Operators of existing establishments who already have transmitted the above information to their Competent Authority are not required to submit a new notification once the Seveso II Directive will enter into mandatory application. Operators of existing establishments not previously covered by the Seveso I Directive have to transmit a notification within a year’s period from 3 February 1999, i.e. before 3 February 2000.
Of course, in the event of significant changes in quantities and/or nature of dangerous substances or the permanent closure of an establishment/installation, the Operator has to inform the Competent Authority.
Major-Accident Prevention Policy - Mapp (Article 7)

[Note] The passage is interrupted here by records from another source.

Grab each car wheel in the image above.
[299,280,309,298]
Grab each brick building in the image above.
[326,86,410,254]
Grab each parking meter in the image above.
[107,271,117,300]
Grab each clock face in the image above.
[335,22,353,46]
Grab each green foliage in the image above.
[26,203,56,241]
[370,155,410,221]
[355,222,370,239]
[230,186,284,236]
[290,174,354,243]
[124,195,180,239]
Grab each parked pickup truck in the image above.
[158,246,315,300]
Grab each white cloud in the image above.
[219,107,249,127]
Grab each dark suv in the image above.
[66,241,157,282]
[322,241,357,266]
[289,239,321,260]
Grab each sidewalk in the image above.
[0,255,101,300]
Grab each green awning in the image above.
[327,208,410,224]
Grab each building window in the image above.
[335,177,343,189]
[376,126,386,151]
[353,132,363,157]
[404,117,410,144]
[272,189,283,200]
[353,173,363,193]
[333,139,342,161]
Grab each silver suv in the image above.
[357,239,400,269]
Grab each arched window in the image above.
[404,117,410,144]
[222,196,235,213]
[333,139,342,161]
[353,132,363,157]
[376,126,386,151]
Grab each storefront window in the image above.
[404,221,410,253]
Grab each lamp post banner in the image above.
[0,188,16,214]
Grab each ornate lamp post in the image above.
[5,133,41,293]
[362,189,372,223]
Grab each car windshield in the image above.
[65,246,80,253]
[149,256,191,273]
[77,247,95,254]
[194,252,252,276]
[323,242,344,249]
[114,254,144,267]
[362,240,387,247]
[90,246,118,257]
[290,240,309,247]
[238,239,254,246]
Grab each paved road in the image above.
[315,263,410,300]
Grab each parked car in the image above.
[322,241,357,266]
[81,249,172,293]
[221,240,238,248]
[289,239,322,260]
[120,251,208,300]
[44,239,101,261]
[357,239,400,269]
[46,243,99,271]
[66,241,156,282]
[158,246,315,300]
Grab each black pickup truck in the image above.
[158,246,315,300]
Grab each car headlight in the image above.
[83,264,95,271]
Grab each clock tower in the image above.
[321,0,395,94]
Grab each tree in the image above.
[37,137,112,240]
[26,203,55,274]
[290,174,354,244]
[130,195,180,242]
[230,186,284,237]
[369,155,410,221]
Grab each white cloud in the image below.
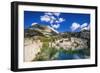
[31,22,38,26]
[45,12,53,15]
[59,18,65,22]
[81,25,90,30]
[70,22,80,31]
[80,23,88,28]
[53,12,60,16]
[51,24,60,29]
[40,12,65,29]
[41,15,51,22]
[48,26,59,34]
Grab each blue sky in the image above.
[24,11,90,32]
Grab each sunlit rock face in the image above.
[24,38,42,62]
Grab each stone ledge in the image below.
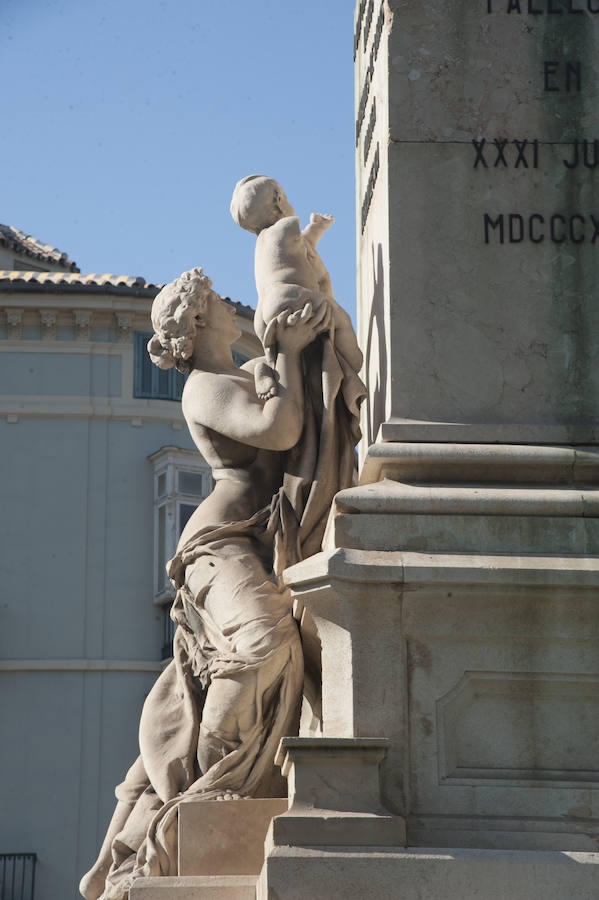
[360,441,599,485]
[284,547,599,597]
[256,847,599,900]
[129,875,257,900]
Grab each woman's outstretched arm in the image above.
[183,304,331,458]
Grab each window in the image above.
[150,447,214,605]
[133,331,185,400]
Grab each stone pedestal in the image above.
[179,798,287,876]
[267,738,405,849]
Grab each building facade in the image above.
[0,226,259,900]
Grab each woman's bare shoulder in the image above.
[181,369,257,427]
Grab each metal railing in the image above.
[0,853,37,900]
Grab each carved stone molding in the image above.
[6,309,23,341]
[75,309,92,341]
[40,309,58,341]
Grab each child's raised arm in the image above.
[302,213,335,247]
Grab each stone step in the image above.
[129,875,257,900]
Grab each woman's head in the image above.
[148,268,212,373]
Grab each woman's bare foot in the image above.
[254,360,278,400]
[79,859,112,900]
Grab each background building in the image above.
[0,225,259,900]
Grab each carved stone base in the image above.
[129,875,257,900]
[266,738,405,852]
[256,847,599,900]
[179,798,287,876]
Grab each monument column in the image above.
[262,0,599,900]
[356,0,599,449]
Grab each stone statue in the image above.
[231,175,362,399]
[80,258,362,900]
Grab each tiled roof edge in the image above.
[0,269,254,319]
[0,224,79,272]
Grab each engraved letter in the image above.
[551,213,566,244]
[584,139,599,169]
[528,213,545,244]
[472,138,487,169]
[566,63,582,91]
[493,138,508,169]
[545,62,559,91]
[563,141,578,169]
[509,213,524,244]
[570,213,584,244]
[484,213,504,244]
[514,140,528,169]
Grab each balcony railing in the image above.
[0,853,37,900]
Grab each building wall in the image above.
[0,288,255,900]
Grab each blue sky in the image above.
[0,0,355,313]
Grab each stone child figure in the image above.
[231,175,362,399]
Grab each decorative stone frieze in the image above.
[40,309,58,341]
[6,309,23,341]
[75,309,92,341]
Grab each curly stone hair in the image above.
[148,268,212,374]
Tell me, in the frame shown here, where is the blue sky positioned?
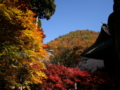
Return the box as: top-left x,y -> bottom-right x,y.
41,0 -> 113,43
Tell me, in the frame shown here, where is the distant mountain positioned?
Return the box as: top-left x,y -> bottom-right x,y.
48,30 -> 99,67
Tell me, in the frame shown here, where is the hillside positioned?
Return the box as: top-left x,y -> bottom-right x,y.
48,30 -> 99,67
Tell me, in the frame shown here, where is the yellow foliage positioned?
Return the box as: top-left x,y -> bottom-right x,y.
0,0 -> 47,87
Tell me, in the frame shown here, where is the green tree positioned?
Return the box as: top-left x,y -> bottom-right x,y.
28,0 -> 56,20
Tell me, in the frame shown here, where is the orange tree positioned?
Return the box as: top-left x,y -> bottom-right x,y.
0,0 -> 54,88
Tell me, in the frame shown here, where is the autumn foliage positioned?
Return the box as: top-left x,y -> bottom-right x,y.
0,0 -> 47,87
37,65 -> 115,90
48,30 -> 99,67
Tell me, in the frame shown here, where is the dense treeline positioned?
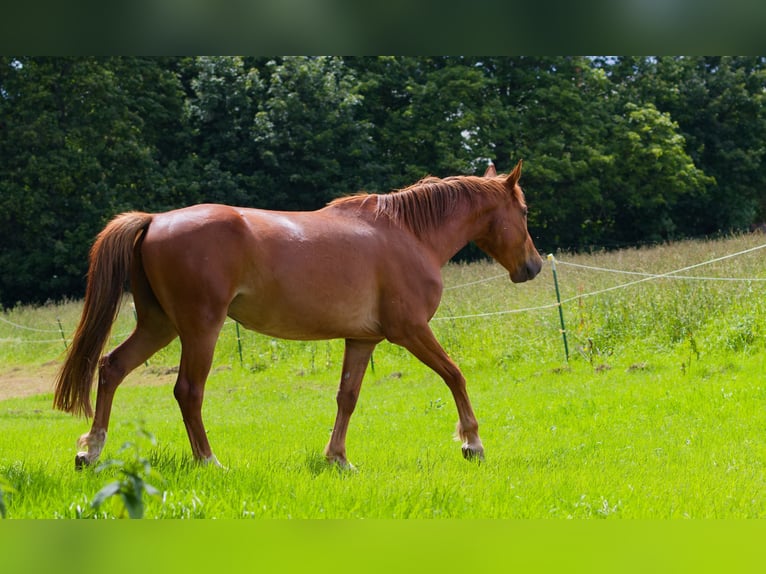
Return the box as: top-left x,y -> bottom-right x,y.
0,57 -> 766,306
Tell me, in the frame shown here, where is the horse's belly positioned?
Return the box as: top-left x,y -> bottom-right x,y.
229,290 -> 381,341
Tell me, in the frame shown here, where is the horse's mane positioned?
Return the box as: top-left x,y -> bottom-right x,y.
329,176 -> 506,235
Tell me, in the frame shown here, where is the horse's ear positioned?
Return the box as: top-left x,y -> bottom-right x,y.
505,160 -> 521,187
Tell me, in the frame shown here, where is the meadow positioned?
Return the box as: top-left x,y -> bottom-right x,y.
0,234 -> 766,519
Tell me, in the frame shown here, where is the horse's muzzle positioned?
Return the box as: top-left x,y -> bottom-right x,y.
511,254 -> 543,283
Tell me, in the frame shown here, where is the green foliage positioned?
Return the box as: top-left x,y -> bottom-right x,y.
0,56 -> 766,308
0,234 -> 766,520
0,478 -> 14,518
90,424 -> 162,518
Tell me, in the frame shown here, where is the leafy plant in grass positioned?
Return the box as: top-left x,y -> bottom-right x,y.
90,424 -> 163,518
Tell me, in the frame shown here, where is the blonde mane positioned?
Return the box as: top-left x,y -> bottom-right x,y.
330,176 -> 523,236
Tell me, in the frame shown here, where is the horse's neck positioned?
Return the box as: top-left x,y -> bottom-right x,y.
420,201 -> 488,266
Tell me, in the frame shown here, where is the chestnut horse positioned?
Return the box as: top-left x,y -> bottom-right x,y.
54,162 -> 542,468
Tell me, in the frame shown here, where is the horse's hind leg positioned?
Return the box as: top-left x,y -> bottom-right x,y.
75,307 -> 176,468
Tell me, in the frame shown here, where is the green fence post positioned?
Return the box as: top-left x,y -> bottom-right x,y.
548,253 -> 569,363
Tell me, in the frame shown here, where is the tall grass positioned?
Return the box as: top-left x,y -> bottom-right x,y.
0,232 -> 766,518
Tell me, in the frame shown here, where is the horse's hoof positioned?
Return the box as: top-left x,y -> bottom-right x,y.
462,445 -> 484,463
327,458 -> 356,472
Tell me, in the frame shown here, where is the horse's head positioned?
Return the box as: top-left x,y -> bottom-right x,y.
474,161 -> 543,283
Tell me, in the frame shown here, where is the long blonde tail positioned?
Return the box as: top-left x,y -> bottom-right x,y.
53,212 -> 153,417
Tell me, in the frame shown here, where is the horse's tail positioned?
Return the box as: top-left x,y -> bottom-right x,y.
53,212 -> 153,417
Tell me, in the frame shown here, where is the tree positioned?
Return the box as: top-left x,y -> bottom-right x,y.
250,57 -> 371,210
0,57 -> 189,305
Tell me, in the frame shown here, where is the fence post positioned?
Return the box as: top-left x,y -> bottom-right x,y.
548,253 -> 569,363
56,317 -> 69,351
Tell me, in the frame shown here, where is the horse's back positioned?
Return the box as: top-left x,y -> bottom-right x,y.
142,205 -> 438,339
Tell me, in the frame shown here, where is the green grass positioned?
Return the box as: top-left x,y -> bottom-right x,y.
0,232 -> 766,519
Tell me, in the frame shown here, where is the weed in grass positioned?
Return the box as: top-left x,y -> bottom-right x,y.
90,424 -> 162,518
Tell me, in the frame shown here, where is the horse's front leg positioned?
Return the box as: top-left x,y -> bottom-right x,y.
324,339 -> 378,468
392,324 -> 484,461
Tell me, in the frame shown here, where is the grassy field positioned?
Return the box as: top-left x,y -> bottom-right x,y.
0,235 -> 766,518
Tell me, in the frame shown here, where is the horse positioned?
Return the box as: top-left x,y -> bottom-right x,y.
53,161 -> 542,469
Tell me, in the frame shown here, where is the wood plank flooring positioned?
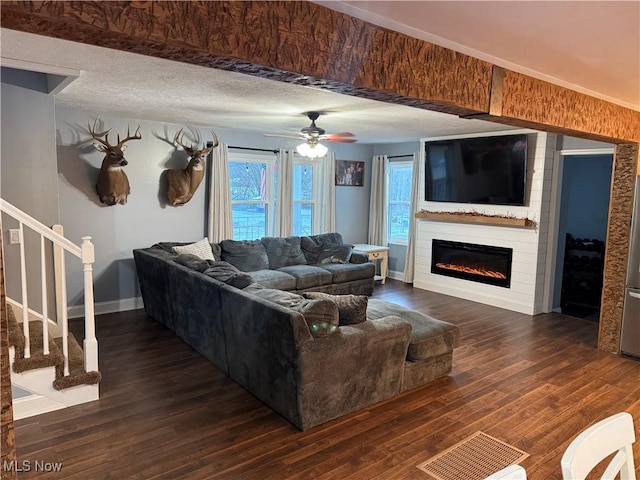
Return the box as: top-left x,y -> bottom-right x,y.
10,280 -> 640,480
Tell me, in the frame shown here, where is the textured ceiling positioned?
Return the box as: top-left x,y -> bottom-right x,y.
0,1 -> 640,144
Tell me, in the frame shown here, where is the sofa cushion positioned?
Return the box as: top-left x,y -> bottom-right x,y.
220,240 -> 269,272
302,292 -> 369,326
318,244 -> 353,265
173,237 -> 215,260
367,298 -> 460,361
277,265 -> 333,290
300,232 -> 343,265
251,269 -> 296,290
244,283 -> 339,337
319,263 -> 376,284
262,237 -> 307,270
173,253 -> 213,272
293,298 -> 340,337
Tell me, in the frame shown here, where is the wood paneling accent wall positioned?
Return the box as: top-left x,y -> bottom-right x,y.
0,1 -> 640,351
598,143 -> 638,353
0,227 -> 18,480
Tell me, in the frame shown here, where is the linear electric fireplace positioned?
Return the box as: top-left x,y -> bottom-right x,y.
431,239 -> 513,288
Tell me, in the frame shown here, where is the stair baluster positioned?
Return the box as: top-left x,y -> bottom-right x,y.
0,198 -> 98,376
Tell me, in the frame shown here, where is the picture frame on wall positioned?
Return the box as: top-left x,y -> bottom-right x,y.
336,160 -> 364,187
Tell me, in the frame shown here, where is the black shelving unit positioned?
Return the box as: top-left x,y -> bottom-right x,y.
560,233 -> 604,316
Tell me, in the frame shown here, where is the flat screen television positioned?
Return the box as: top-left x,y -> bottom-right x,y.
425,134 -> 527,205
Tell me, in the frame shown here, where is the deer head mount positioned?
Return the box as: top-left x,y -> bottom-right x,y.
166,129 -> 219,206
87,118 -> 142,205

The obligation to establish and to properly implement a MAPP applies to Operators of both lower and upper tier establishments. This represents a new requirement not specifically contained within Seveso I. It has been derived from an increased recognition that appropriate policies and management systems within a company are necessary to safeguard against major accidents, as seen from the fact that ‘management factors’ have contributed to many of the accidents which have occurred since the implementation of Seveso I.
The MAPP must be established in writing and should include the Operator’s overall aims and principles of action with respect to the prevention and control of major-accident hazards. It shall be designed to guarantee a high level of protection for man and the environment by appropriate means, structures and management systems.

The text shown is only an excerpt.